Since null can also be treated as a constant, I think we need to write an ObjectInspector for its type (void) too. And the object inspector will always return null for each row.
+1 on the idea. We have WritableVoidObjectInspector, JavaVoidObjectInspector etc but none are actually implemented or used.
Can we use JavaVoidObjectInspector for null constant? We probably need to modify ObjectInspectorConverters to allow conversion from void type to any type as well.
Thanks for the pointer Zheng. We certainly can use JavaVoidObjecInspector for NULL. However it turns out NULL is more complicated than what it sounds like (see http://en.wikipedia.org/wiki/Null_(SQL) ). NULL has to be handled not only in this simple select cause, but also in much more complex cases in the where-clause and joins. Let's have a talk.
We do handle NULL in the WHERE clause and "AND", "OR" functions using the 3-value booleans. I am not sure whether we ignore NULL in join/group-by but that seems easy enough to do.
Do you have a specific example that the current Hive code breaks?
I wasn't able to get an example in HIVE. I tried to insert NULL to a table by modifying the test query input4_cb_delim.q (actually by only modifying the input data to be
and run the query
select * from input4_cb where key is not null;
and both rows are returned. So either the NULL values are not inserted correctly, or the evaluation is not correct about NULL.
With LazySimpleSerDe (the default), we represent NULL by two bytes: "\" and "N". This is in sync with MySQL export format.

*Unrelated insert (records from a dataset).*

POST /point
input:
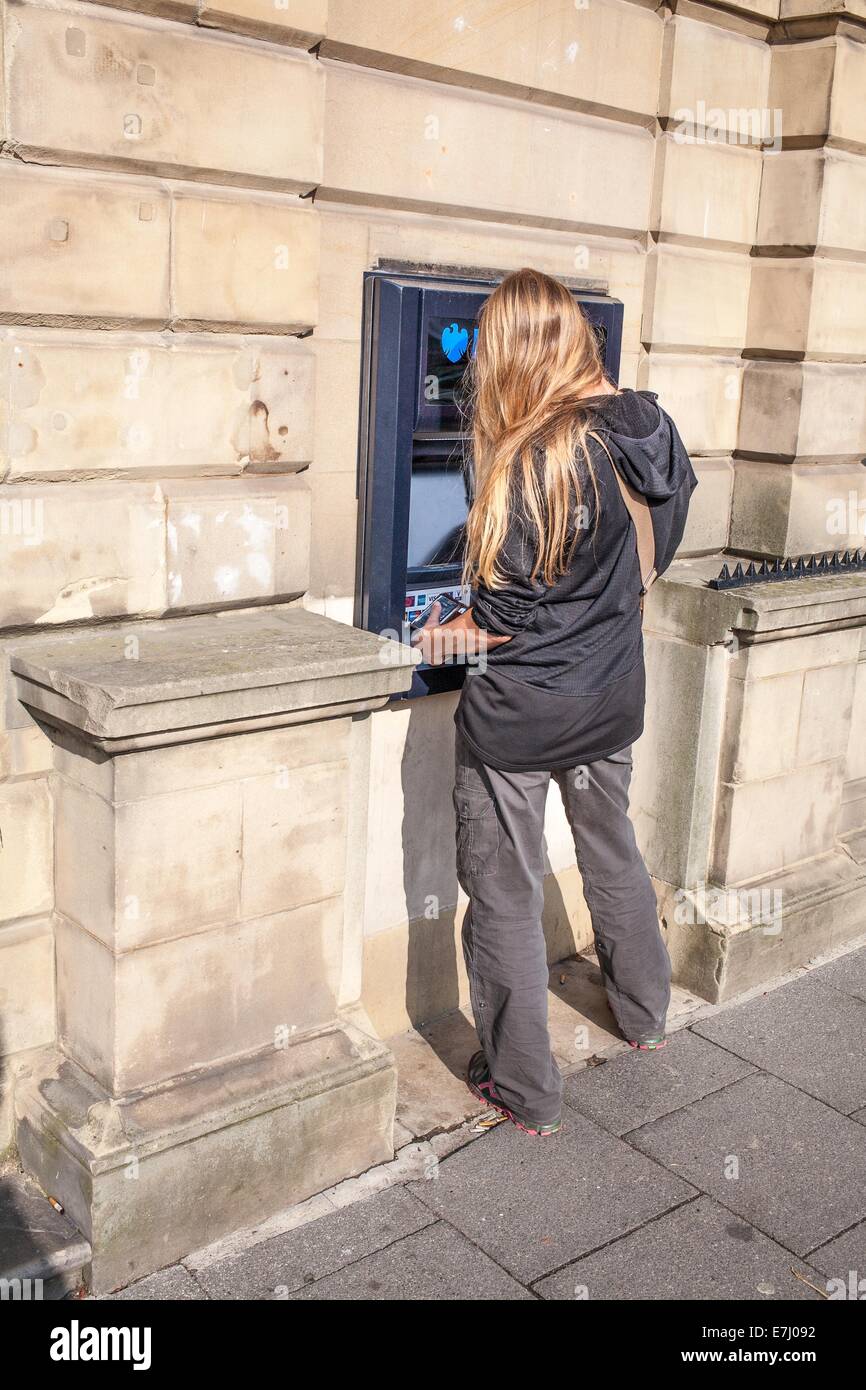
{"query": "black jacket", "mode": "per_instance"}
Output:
(583, 634)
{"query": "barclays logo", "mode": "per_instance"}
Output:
(455, 341)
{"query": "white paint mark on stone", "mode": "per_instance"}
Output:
(227, 578)
(259, 569)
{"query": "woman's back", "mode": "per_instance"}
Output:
(581, 635)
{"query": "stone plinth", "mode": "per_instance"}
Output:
(738, 799)
(210, 788)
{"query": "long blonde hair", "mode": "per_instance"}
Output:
(534, 359)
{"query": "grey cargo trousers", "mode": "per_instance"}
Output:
(501, 866)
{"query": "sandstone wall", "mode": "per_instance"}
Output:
(189, 196)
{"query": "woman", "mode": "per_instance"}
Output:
(558, 688)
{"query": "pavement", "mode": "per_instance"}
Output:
(731, 1165)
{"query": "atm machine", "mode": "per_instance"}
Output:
(414, 470)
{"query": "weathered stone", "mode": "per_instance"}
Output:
(819, 88)
(702, 395)
(405, 143)
(809, 306)
(713, 78)
(706, 192)
(129, 684)
(27, 986)
(135, 405)
(813, 199)
(141, 1016)
(243, 264)
(27, 884)
(559, 53)
(706, 528)
(209, 1153)
(239, 540)
(811, 412)
(81, 551)
(81, 249)
(798, 509)
(150, 107)
(695, 299)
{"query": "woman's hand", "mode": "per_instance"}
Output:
(460, 638)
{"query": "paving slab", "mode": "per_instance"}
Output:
(845, 973)
(534, 1204)
(844, 1258)
(299, 1257)
(808, 1033)
(35, 1240)
(637, 1087)
(433, 1265)
(168, 1285)
(799, 1165)
(698, 1251)
(433, 1094)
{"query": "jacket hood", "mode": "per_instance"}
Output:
(645, 442)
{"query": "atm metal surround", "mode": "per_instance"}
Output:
(414, 471)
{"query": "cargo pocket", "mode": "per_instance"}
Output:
(477, 836)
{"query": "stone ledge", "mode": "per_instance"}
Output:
(681, 605)
(211, 1151)
(138, 684)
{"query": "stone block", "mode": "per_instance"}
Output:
(245, 264)
(237, 540)
(770, 824)
(338, 373)
(24, 752)
(709, 512)
(702, 395)
(551, 50)
(150, 106)
(826, 715)
(205, 762)
(124, 406)
(129, 873)
(334, 505)
(713, 78)
(281, 410)
(27, 884)
(797, 509)
(401, 143)
(813, 307)
(811, 412)
(123, 687)
(292, 1122)
(695, 299)
(293, 838)
(81, 551)
(706, 192)
(81, 249)
(855, 766)
(136, 405)
(779, 307)
(819, 88)
(142, 1016)
(813, 198)
(27, 986)
(762, 724)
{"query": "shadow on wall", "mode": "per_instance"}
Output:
(435, 973)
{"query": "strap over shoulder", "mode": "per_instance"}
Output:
(640, 513)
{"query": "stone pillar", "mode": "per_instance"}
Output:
(738, 792)
(213, 1065)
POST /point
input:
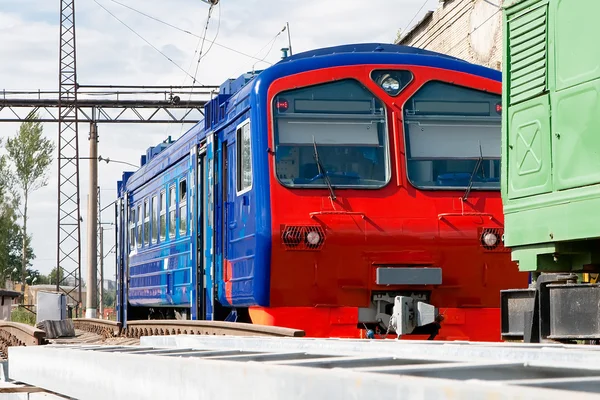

Can you try again with that?
That's great! It works (and my test queries on NULL also works too). In this case I guess it is much simpler since what we need here is just the VOID type ObjectInspector. I'll working on it.
BTW, I tried joins and it doesn't handle NULL semantics correctly. Here's the data and results:
select * from input4_cb a join input4_cb b on a.key = b.value;
NULL 325 18 NULL
The correct result should be empty set.
I guess the NULL vs. NULL comparison is incorrectly evaluated.
added the JavaVoidObjectInspector support for LazySimpleSerDe. Will add the same support to other serdes.
Good finding! Let's fix the join bug on a separate JIRA. Can you open a jira on that?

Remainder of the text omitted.